Tropical Cyclogenesis under the Influence of an Upper-Tropospheric Cold Low in Idealized Numerical Simulations

Previous studies have indicated that approximately 20% of tropical cyclones (TCs) form under the influence of an upper-level disturbance globally. This study investigates tropical cyclogenesis (TCG) within a lower-tropospheric wave pouch (WP) in the presence of an upper-tropospheric cold low (CL) using idealized simulations in a resting environment. The b effect induces distinctly different wind and humidity asymmetries in the CL and WP owing to their differing vertical and horizontal structures. The CL exhibits a wetter western sector and a drier eastern sector, with stronger winds in the eastern sector. In contrast, the eastern sector of the WP, where a mesoscale vortex emerges, is slightly wetter than its western sector. This results in the strongest dry-air intrusion when the WP is positioned northeast of the CL and the weakest dry-air intrusion when the WP is located southwest of the CL. Additionally, when the WP is positioned northeast of the CL, the vortex developing from their vorticity superposition competes with the WP-induced vortex.

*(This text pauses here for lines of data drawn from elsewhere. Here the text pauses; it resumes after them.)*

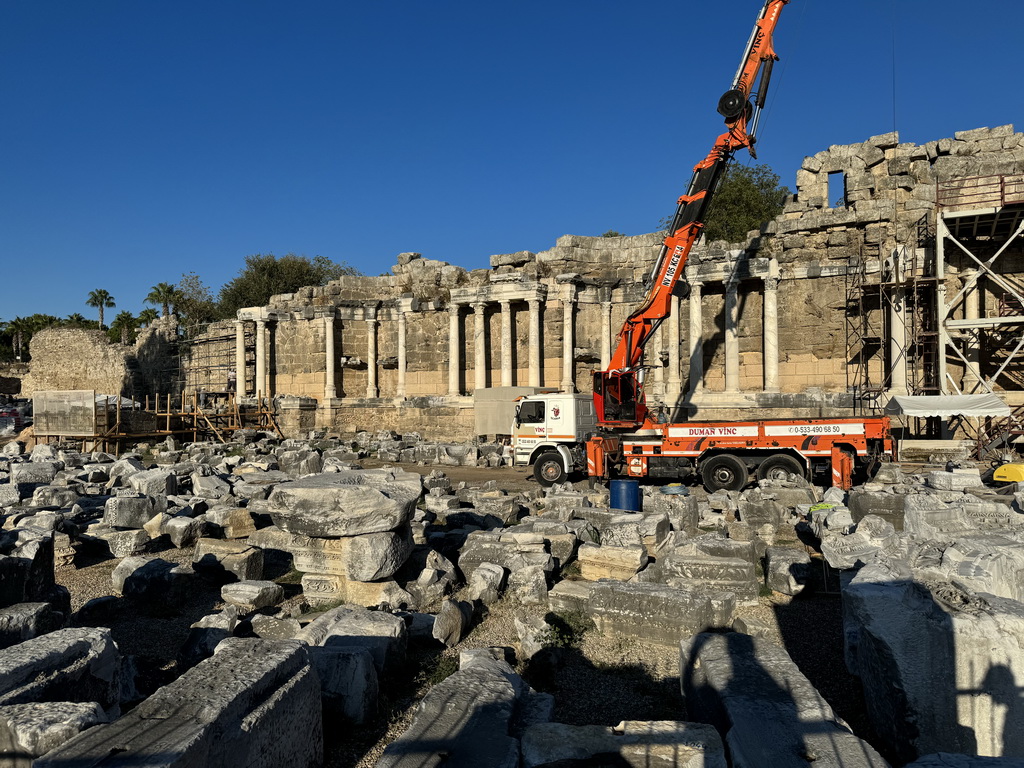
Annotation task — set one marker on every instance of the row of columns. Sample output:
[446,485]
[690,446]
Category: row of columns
[535,352]
[670,383]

The anticyclone southeast of the CL, induced by the Rossby energy dispersion, disrupts vorticity aggregation and hinders TCG. In contrast, when the WP is located southwest of the CL, the superposition of the WP and CL vorticity accelerates TCG. These combined mechanisms make the southwest quadrant of the CL the most favorable region for TCG, while the northeast quadrant being the least favorable. The sensitivity of TCG to the CL depth and the CL-WP separation distance are also investigated through further experiments.